Men who mated with healthy, fertile and reproductively valuable women would have left more descendants than men who did not. Since men’s reproductive value does not decline as steeply with age as does women’s, women are not expected to exhibit as strong of a preference for youth in a mate.
Evolutionary psychologists have also speculated that women are relatively more attracted to ambition and social status in a mate because they associate these characteristics with men’s access to resources. Women who preferentially mated with men capable of investing resources in their offspring, thereby ensuring their offsprings’ survival, would have left more descendants than women who did not.
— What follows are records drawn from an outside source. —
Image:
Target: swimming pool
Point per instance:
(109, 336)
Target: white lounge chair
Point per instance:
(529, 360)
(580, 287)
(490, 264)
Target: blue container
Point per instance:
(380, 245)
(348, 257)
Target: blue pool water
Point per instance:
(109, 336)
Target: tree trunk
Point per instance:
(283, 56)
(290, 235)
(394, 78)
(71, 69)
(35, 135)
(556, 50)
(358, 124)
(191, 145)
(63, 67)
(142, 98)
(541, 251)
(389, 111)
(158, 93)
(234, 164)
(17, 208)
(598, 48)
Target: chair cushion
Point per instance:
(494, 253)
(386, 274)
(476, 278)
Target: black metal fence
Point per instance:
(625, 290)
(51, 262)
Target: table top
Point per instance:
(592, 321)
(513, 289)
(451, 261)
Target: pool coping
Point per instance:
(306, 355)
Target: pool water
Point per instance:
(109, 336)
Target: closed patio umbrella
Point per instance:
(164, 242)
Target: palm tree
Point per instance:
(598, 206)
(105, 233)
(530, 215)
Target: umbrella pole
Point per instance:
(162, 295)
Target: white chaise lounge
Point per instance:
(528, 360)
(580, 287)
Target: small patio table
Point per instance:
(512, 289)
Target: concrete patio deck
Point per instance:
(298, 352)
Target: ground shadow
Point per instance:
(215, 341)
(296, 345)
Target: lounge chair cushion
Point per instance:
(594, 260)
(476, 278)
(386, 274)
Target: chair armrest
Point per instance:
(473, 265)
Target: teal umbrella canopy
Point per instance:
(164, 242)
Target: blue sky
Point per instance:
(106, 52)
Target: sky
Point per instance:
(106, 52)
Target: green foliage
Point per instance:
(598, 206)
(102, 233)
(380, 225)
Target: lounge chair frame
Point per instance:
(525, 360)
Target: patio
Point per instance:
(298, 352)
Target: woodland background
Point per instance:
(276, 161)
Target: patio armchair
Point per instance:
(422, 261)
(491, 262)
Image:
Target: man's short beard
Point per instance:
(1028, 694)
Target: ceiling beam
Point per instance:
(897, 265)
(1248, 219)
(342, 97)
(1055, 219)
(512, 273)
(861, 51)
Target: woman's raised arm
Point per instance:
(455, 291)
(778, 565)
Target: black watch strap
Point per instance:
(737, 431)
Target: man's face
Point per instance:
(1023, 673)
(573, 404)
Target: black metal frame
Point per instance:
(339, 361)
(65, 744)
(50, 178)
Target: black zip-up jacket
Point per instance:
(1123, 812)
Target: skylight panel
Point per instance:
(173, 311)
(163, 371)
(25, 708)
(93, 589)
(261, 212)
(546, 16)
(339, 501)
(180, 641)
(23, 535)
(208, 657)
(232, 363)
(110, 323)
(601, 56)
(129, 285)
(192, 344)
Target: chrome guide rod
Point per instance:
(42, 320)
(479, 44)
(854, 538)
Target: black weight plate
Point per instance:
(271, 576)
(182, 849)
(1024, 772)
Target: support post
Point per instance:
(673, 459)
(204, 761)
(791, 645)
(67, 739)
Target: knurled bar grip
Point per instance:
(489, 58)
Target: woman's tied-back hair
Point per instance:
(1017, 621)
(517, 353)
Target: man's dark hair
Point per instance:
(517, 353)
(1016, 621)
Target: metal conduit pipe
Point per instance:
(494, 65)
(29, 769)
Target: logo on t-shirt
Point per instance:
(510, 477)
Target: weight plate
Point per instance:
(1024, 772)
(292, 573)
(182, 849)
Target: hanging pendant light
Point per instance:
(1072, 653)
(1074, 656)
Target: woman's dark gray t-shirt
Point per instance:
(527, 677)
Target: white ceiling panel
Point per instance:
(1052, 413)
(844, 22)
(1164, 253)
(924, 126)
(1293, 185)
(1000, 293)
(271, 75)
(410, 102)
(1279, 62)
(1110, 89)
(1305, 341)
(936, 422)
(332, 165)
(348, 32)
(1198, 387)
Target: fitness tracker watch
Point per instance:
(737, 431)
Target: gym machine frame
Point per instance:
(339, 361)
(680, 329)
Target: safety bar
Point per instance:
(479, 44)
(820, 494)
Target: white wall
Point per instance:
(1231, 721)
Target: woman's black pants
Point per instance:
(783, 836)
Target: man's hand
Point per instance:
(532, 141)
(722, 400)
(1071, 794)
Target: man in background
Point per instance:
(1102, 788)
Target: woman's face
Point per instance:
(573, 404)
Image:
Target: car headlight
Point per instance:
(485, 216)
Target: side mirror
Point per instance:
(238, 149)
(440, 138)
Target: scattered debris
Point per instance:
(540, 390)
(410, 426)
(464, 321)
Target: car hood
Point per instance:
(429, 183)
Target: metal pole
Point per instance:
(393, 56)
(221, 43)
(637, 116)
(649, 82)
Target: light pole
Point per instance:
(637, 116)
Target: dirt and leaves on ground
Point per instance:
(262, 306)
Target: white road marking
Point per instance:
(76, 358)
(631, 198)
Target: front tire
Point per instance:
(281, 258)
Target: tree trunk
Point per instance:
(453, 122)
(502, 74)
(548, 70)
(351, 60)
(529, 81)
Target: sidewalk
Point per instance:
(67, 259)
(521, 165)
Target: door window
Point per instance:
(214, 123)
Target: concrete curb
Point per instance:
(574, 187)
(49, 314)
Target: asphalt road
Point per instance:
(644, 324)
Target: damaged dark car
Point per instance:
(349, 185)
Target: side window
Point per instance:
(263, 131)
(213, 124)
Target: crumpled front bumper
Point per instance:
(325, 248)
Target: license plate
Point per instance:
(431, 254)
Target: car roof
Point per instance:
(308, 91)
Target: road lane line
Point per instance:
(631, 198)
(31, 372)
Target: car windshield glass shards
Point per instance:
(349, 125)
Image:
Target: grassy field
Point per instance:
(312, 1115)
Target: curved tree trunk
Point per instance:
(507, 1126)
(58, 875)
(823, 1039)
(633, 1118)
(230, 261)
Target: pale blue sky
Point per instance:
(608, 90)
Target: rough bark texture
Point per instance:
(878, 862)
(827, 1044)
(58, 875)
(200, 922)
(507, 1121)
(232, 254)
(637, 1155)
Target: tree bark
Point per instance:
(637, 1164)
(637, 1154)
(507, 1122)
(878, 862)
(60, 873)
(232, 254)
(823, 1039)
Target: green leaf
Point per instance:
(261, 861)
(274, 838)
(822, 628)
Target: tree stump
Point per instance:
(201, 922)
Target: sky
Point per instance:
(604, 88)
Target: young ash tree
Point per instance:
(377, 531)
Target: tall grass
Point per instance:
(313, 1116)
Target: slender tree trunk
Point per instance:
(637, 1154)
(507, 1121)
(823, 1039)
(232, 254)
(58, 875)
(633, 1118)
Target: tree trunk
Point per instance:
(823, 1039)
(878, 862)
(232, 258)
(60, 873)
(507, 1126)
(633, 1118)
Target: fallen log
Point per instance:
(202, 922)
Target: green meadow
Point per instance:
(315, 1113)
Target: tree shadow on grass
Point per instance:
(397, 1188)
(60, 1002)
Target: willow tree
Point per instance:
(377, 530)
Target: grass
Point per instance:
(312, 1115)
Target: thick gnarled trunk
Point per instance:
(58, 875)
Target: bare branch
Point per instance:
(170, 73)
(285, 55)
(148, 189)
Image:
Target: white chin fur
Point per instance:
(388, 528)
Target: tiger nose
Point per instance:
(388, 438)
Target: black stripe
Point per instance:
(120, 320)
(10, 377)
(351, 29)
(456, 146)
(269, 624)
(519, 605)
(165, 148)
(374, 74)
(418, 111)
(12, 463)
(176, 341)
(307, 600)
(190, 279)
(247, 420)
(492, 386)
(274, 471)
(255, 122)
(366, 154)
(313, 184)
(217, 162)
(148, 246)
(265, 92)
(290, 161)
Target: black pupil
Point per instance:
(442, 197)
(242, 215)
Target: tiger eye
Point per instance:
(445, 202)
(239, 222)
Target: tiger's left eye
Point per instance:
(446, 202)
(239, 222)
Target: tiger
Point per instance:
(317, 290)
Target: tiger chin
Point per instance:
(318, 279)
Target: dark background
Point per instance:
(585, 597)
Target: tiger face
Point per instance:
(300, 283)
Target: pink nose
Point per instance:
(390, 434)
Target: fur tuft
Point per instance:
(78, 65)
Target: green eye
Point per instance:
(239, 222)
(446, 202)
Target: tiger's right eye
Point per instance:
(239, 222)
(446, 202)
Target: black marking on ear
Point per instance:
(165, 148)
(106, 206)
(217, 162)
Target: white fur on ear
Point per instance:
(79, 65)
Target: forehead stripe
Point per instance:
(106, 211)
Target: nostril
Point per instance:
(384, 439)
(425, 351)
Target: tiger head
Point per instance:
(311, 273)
Evolutionary psychologists have tested these predictions across cultures, confirming that men tend to report a greater preference for youth and physical attractiveness in a mate than do women and that women tend to report a greater preference for ambition and social status in a mate than do men.

Some sex differences in mate preferences may be attenuated by national levels of gender equity and gender empowerment. The specific role that culture plays in modulating sex differences in mate preferences is subject to debate. Cultural variations in mate preference can be due to the evolved differences between males and females of a culture. For example, as women gain more access to resources their mate preferences change. Finding a mate with resources becomes less of a priority and a mate with domestic skills is more important. As women’s access to resources varies between cultures, so does mate preference.
Political attitudes
Mating strategies also influence political attitudes. Different mating strategies are in direct strategic conflict.
For instance, the stability of long-term partnerships may be threatened by the availability of short-term sexual opportunities. Therefore, public policy measures that impose costs on casual sex may benefit people pursuing long-term mating strategies by reducing the availability of short-term mating opportunities outside of committed relationships.
One public policy measure that imposes costs on people pursuing short-term mating strategies, and may thereby appeal to sexually restricted individuals, is the banning of abortion.
Attitudes towards drug legalisation are driven by individual differences in mating strategies. Insofar as sexually restricted individuals associate recreational drug use with promiscuity, they may be motivated to oppose drug legalization.